The 38 year-old, who holds the WBA ‘super’, WBC and WBO titles at welterweight, along with the WBC and WBA ‘super’ belts at 154lbs, is almost certain to take a step back from the super welterweight division which would leave old foe Canelo Alvarez high-powered to take over the reins.

Alvarez, 24, fights James Kirkland in a non-title bout this weekend, although victory would cement his place at the top of the WBC ratings and mean the Mexican would be firmly in line to regain his old belt the very next fight. American Jermell Charlo is the number two-ranked fighter, and with both he and Alvarez having strong ties to Golden Boy, any clash for the vacant title should be relatively easy to make.

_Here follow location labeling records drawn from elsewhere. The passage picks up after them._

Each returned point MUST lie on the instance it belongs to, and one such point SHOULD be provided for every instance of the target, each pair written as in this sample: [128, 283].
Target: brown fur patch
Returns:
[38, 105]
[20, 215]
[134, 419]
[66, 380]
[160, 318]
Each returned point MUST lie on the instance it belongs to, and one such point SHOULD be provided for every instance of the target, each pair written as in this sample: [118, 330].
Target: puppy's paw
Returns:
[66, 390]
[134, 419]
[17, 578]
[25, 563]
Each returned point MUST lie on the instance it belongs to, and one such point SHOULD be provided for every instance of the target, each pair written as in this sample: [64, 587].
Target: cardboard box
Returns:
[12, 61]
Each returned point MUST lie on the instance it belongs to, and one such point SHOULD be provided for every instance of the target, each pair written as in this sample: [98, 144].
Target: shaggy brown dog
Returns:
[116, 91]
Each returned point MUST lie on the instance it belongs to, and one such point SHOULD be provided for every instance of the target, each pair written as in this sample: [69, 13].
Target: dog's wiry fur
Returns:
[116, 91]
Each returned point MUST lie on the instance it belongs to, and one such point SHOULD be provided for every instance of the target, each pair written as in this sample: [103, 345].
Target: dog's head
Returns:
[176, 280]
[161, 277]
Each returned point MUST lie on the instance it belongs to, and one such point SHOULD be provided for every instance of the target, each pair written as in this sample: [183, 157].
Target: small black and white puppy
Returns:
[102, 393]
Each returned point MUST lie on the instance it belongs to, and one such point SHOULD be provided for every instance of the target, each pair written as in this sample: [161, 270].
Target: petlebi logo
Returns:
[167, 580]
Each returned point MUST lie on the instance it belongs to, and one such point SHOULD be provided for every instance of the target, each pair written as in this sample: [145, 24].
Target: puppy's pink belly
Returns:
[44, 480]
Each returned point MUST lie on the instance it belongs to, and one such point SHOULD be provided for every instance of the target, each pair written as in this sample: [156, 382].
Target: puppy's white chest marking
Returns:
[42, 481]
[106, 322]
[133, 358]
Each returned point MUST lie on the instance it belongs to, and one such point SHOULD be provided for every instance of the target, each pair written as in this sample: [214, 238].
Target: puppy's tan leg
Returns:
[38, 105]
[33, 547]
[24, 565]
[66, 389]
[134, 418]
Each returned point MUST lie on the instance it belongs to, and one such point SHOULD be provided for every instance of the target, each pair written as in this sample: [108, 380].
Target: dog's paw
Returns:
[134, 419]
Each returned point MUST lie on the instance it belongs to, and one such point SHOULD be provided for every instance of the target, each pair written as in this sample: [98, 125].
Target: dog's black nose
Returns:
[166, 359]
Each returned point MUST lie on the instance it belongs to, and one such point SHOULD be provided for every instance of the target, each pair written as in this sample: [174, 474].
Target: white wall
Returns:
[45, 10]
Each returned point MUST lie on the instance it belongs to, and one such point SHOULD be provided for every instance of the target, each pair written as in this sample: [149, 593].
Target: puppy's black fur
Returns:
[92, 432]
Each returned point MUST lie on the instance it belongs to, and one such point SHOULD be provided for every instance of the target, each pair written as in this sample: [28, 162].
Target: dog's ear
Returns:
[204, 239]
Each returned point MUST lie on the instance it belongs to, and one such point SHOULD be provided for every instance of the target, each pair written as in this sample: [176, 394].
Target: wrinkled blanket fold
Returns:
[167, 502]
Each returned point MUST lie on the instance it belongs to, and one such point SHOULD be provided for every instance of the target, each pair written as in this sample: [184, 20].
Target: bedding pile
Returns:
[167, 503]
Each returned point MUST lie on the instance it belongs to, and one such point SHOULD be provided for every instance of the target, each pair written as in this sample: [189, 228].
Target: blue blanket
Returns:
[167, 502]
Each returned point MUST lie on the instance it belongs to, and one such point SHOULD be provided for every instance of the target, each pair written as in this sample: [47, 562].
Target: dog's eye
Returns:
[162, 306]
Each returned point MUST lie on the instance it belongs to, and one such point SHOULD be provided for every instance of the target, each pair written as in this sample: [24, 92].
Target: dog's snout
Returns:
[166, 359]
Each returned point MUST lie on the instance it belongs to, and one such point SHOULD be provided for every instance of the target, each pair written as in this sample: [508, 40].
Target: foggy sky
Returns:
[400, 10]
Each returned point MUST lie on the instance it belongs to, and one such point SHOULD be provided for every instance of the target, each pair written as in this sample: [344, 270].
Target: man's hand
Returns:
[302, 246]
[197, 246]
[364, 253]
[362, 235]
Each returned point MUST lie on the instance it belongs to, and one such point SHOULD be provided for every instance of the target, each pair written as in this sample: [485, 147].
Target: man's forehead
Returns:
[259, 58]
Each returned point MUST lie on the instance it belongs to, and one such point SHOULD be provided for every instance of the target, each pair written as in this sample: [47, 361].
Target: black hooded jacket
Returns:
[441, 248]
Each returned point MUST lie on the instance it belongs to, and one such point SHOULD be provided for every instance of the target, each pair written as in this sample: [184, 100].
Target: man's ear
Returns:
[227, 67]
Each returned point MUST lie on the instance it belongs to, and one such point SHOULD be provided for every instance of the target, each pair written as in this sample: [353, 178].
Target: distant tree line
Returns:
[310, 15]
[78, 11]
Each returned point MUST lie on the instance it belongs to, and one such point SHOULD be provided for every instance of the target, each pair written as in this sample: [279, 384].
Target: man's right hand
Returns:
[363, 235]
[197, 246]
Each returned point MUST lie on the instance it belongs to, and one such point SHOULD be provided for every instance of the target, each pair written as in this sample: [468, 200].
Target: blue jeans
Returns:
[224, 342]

On the WBA side, not much would change as current ‘regular’ title holder Erislandy Lara is not in a position to be bumped up to ‘super’ status but would then be recognised as the only ruler in the 154lb weight class with the body.

Should Mayweather decide to relieve himself of all the championships as previously stated, the welterweight division would be in a slightly more complicated predicament.

Amir Khan would be thrust into title contention as mandatory with the World Boxing Council and Canadian Antonin Decarie the likely opponent should he accept the challenge.

With the WBO, Timothy Bradley and Brandon Rios would be left to negotiate a vacant title clash providing Juan Manuel Marquez shows no interest as the number three contender.

And that only leaves the World Boxing Association at 147.

Provided Khan goes the predicted WBC route, Andre Berto and Marcos Maidana would be the first two boxers contacted to enter talks about fighting for the mandatory spot leaving Keith Thurman as the only welterweight WBA champion once the dust finally settles.